NGD is triggered by stacks of stalled ribosomes and results in ribosome dissociation and degradation of mRNA [43, 44]. This process is largely mediated by the Dom34-Hbs1 complex, which is related and structurally akin to the eukaryotic release factors [50]. Previous studies in yeast have shown that endoribonucleolytic cleavage occurs within a stalled ribosome exit tunnel, exposing a hydroxyl group on the 5’ end of the truncated mRNA [34]. The endonuclease Cue2 has been strongly implicated as responsible for the cleavage of mRNA located within ribosome stall sites in yeast and may be conserved across eukaryotes, while it seems to be absent in plant species [8, 35]. The kinase tRNA ligase 1 (Trl1) then phosphorylates 5’-OH ends, producing 5’-monophosphate (P) required for cytoplasmic RNA decay [34]. Finally, Exoribonuclease 1 (XRN1) targets 5’P-RNA for RNA degradation, completing the NGD pathway [14].

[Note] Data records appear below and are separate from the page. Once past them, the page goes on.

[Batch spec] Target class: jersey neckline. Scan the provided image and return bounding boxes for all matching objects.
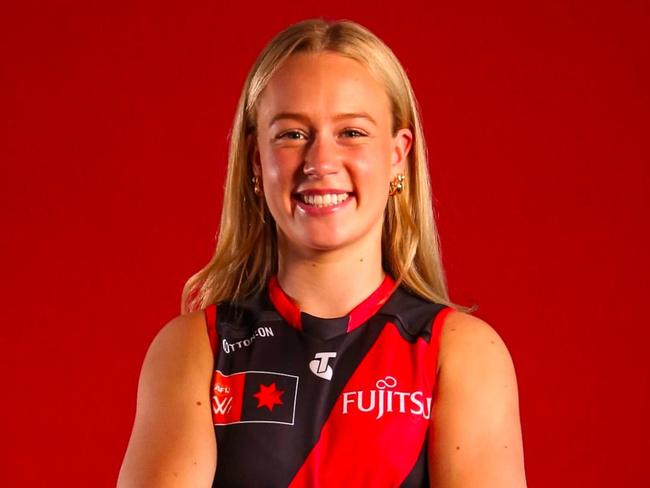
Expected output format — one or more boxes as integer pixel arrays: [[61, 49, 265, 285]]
[[267, 274, 396, 332]]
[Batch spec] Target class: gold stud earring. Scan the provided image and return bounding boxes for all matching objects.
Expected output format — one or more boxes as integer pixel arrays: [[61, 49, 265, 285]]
[[251, 176, 262, 197], [388, 174, 404, 197]]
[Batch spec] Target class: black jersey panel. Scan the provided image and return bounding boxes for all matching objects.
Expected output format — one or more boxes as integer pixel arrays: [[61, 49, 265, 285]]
[[212, 282, 444, 487], [215, 308, 384, 486]]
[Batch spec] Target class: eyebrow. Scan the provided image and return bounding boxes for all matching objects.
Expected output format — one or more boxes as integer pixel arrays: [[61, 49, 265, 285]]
[[269, 112, 377, 127]]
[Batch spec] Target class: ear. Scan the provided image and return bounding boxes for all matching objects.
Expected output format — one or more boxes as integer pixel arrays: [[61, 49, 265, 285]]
[[246, 132, 262, 178], [391, 128, 413, 178]]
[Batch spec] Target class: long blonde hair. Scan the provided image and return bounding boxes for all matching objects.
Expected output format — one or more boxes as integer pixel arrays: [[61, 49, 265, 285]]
[[181, 19, 464, 313]]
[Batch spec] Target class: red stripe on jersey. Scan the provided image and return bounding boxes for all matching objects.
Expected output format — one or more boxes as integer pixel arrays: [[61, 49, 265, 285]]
[[268, 275, 396, 332], [290, 322, 437, 488], [268, 276, 302, 330], [429, 307, 454, 374], [348, 275, 395, 332], [204, 304, 217, 354]]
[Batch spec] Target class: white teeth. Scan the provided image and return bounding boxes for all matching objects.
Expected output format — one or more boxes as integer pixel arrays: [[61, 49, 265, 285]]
[[301, 193, 350, 207]]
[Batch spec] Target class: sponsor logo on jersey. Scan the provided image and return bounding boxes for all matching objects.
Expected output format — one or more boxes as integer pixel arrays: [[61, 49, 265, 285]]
[[343, 376, 432, 420], [212, 370, 298, 425], [221, 326, 275, 354], [309, 352, 336, 381]]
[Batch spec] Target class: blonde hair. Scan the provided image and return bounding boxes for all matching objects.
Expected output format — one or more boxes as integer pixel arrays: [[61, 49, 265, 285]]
[[181, 19, 464, 313]]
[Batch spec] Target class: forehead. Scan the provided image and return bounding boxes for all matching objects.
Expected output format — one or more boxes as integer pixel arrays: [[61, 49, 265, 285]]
[[257, 53, 390, 124]]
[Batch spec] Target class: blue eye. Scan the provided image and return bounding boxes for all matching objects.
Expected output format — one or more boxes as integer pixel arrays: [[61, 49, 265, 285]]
[[343, 129, 365, 139]]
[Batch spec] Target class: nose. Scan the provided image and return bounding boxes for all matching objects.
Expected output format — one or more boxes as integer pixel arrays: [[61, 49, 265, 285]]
[[303, 135, 340, 179]]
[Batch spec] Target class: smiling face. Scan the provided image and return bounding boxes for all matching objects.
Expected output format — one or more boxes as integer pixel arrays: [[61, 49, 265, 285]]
[[253, 52, 412, 254]]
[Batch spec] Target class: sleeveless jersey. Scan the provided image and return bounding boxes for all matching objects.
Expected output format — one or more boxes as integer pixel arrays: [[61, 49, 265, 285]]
[[204, 276, 452, 488]]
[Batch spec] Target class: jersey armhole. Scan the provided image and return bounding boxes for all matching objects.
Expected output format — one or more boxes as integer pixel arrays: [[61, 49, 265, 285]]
[[430, 306, 454, 383], [203, 304, 217, 359]]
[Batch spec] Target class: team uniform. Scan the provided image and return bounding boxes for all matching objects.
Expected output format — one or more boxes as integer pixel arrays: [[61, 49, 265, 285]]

In plants, while NMD has been well characterized [28], ribosome-coupled RQC has been relatively under-investigated, and its biological functions have just started to be unveiled. Importantly, recent studies highlighted that NGD plays a critical role particularly in controlling invasive nucleic acids, for example, those of viruses as well as transposable elements (TEs), mobile DNA sequences that share similarities in mobilisation and replication to viruses. This suggests that ribosome-associated process, mainly through NGD, might act as an innate defence pathway against invasive genetic elements, which is of fundamental importance to plants given their sessile lifestyle. This review highlights and discusses NGD controls viruses and TEs in plants.
Main text
Viral pathogen control
Viruses rely on host cell translational machinery to produce viral proteins necessary for their propagation. Therefore, from the hosts point of view, ribosomes are at the forefront to invading viruses. Given the distant evolutionary divergence, viral sequences are not as optimal for translation as endogenous mRNAs [27]. Consequently, viral RNAs tend to be more vulnerable to the host RNA degradation system, including NGD [41].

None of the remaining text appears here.